As the Arab Spring model implodes in the Middle East, it is even more urgent that the West understand that behind this ongoing violence is the inexorable Muslim adherence to sharia law. Sharia is the unremitting lodestar for their actions.
In his latest magisterial work, entitled Sharia versus Freedom: The Legacy of Islamic Totalitarianism, Dr. Andrew Bostom adds another enlightening tome to supplement The Legacy of Jihad: Islamic Holy War and the Fate of Non-Muslims (2005) and The Legacy of Islamic Antisemitism (2008).
Honest scholarship in our politically correct world is a hard commodity to find. Thus, a debt is owed to Bostom for his continuing contributions as he give numerous examples to prove that it is the “centrality of Islamic jihadism” (26) that motivates, inspires, instigates, arouses, and stirs its adherents toward the unrelenting goal of a global caliphate. During the recent Ramadan, for example, there were 260 jihad attacks in 23 countries, with 1,209 dead and 1,910 critically injured. The so-called religion of peace is extraordinarily bloody, yet leaders of the free world prevaricate about its violence.
The culture of death, destruction, and deceit that is Islam is painstakingly exposed by Bostom. The deep and abiding anti-Jewish animus in Islam is shown to be integral to Islam. Neither a byproduct of Western anti-Semitism nor a result of alleged Western imperialism, to say nothing of the Arab-Israeli conflict, Muslim-inspired anti-Jewish sentiment actually dates back to before 869 A.D.
Bostom affirms that this legacy of “Muslim anti-Jewish hatred and violence” is not some aberrant vision of radical Islam, but rather is “rooted in mainstream, orthodox Islamic teachings” (83). Bostom explodes the oft-repeated idea that “Islam’s society’s hostility is non-theological” and “not related to any specific Islamic doctrine” (74). He proves that, a thousand years before any “serious colonial penetration of the region” (38) could influence views about Jews, there is evidence that Jews were hated by the Muslims because they stubbornly denied Muhammad’s message.
In fact, the Jews of the period even “coined their own terms for hatred directed at them by Muslims” (38). Jews used the terms sinuth for Muslim hatred of Jews and sone for the Muslim hater, thus confirming that Islamic anti-Jewish hatred existed a millennium ago.
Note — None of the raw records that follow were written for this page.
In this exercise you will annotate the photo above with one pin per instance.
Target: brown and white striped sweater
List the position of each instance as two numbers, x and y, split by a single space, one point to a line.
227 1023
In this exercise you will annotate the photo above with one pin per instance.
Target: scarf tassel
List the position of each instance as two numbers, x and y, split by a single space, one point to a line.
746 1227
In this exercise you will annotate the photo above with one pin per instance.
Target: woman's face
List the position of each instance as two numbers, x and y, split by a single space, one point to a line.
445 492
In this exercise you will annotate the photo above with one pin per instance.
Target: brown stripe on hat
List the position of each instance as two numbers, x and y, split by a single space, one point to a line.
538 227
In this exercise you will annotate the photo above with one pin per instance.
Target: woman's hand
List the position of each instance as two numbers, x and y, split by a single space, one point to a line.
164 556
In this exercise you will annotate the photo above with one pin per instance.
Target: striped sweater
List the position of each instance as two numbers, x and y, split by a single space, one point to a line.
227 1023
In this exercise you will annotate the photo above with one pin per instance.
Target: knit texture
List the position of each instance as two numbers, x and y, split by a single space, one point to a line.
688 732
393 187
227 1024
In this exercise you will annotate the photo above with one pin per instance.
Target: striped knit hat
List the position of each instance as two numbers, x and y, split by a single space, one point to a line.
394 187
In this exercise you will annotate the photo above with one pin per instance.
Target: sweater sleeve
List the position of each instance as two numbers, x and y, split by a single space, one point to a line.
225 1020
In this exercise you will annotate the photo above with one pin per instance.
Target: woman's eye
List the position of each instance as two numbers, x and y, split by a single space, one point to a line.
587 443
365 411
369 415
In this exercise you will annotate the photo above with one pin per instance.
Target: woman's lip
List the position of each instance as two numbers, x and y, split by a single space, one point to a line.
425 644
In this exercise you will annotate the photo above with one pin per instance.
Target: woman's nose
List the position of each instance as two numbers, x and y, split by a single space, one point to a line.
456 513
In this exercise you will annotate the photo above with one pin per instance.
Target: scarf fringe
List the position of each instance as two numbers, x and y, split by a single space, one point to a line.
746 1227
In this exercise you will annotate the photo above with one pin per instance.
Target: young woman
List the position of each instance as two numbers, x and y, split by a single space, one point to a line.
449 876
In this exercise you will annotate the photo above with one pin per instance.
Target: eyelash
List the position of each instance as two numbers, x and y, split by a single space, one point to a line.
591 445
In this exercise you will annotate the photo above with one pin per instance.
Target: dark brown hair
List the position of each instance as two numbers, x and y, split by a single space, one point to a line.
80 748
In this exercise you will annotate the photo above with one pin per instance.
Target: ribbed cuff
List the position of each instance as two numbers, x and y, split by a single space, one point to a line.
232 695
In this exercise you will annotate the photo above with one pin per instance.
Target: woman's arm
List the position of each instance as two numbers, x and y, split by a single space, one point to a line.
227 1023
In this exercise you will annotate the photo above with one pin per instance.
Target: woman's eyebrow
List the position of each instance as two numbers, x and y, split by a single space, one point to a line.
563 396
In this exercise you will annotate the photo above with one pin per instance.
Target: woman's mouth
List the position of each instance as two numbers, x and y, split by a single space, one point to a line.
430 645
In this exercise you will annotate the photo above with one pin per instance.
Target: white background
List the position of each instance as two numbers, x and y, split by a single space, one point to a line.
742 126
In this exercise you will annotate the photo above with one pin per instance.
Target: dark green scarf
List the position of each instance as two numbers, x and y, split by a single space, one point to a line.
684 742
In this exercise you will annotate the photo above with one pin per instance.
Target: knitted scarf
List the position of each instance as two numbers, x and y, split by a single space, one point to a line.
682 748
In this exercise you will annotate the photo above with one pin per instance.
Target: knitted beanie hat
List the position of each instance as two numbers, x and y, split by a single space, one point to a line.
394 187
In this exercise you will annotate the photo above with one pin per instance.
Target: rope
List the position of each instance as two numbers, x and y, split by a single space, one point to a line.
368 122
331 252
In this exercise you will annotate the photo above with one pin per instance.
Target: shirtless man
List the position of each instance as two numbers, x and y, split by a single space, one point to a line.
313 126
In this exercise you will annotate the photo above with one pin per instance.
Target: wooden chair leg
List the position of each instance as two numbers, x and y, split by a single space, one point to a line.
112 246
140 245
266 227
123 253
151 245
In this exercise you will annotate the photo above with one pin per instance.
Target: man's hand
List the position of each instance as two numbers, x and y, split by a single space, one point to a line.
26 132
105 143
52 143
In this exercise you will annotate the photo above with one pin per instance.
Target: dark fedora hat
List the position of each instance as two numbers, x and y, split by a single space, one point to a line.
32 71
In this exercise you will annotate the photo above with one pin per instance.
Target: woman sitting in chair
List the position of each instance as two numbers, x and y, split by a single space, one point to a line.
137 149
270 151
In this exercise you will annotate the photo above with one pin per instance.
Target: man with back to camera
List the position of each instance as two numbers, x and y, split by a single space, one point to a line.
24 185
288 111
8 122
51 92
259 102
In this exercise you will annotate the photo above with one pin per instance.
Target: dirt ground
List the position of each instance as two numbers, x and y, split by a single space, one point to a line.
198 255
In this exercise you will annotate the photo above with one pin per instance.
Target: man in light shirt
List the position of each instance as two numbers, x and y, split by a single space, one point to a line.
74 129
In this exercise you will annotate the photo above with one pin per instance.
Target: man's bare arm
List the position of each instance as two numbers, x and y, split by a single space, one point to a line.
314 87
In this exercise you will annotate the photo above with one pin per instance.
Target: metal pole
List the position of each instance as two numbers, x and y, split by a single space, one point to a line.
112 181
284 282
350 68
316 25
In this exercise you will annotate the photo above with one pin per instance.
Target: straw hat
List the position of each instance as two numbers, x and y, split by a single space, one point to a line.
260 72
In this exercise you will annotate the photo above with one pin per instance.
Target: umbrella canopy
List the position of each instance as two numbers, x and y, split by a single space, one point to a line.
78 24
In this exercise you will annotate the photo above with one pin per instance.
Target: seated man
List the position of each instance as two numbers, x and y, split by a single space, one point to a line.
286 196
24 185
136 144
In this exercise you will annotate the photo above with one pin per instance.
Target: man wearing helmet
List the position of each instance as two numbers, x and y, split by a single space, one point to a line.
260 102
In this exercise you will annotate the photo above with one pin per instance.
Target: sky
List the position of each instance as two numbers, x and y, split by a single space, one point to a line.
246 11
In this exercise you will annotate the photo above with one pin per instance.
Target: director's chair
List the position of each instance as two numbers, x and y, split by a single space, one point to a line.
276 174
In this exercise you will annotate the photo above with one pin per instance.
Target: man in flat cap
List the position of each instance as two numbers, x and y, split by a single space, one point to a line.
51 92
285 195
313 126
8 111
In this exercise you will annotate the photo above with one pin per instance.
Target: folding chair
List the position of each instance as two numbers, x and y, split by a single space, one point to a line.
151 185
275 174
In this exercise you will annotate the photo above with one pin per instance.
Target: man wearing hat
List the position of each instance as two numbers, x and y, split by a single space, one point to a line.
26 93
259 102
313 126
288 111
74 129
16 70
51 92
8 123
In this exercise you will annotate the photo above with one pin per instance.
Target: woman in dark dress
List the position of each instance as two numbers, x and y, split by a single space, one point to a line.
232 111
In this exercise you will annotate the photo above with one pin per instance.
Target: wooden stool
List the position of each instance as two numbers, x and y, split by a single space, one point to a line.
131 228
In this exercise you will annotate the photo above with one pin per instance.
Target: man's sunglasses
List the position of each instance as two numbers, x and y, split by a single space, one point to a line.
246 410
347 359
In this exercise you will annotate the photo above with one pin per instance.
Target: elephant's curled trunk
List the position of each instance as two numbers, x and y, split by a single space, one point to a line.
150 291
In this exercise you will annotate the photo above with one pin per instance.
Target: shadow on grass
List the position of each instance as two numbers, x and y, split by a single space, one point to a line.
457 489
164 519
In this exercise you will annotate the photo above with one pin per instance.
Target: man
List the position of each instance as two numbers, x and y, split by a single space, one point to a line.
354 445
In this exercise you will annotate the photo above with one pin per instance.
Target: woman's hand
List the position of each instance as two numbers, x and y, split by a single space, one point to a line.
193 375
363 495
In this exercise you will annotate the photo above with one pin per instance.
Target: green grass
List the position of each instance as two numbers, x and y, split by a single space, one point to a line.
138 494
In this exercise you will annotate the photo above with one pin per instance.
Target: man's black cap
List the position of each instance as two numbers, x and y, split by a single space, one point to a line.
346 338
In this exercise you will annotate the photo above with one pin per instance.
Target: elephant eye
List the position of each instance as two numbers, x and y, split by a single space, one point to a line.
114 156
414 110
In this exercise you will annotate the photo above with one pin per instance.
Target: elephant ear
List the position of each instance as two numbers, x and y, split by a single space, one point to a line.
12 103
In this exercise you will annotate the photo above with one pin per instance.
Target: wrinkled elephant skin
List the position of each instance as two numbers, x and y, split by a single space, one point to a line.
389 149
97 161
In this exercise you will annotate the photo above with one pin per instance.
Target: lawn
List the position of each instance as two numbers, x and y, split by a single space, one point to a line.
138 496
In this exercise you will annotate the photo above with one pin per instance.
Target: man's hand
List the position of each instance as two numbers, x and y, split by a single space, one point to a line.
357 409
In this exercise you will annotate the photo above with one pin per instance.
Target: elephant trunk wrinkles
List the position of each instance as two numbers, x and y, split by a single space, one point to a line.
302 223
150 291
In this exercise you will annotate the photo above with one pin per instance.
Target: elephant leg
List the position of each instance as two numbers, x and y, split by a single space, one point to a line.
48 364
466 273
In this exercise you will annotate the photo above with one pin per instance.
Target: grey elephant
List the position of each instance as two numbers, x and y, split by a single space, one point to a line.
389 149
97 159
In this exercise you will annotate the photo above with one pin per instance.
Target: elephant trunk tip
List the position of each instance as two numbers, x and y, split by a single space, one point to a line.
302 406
Another myth central to the discussion of Islam is that Jews and Christians — i.e., dhimmis — were well-treated. Blasting the oft-repeated notion of cordial Muslim relations toward Jewish and Christian subjects in Muslim-dominated Spain, Bostom cites one pogrom after another within the Muslim world, and he underscores that Koran 9:111 “provides an unequivocal, celebratory invocation of martyrdom during jihad” (82).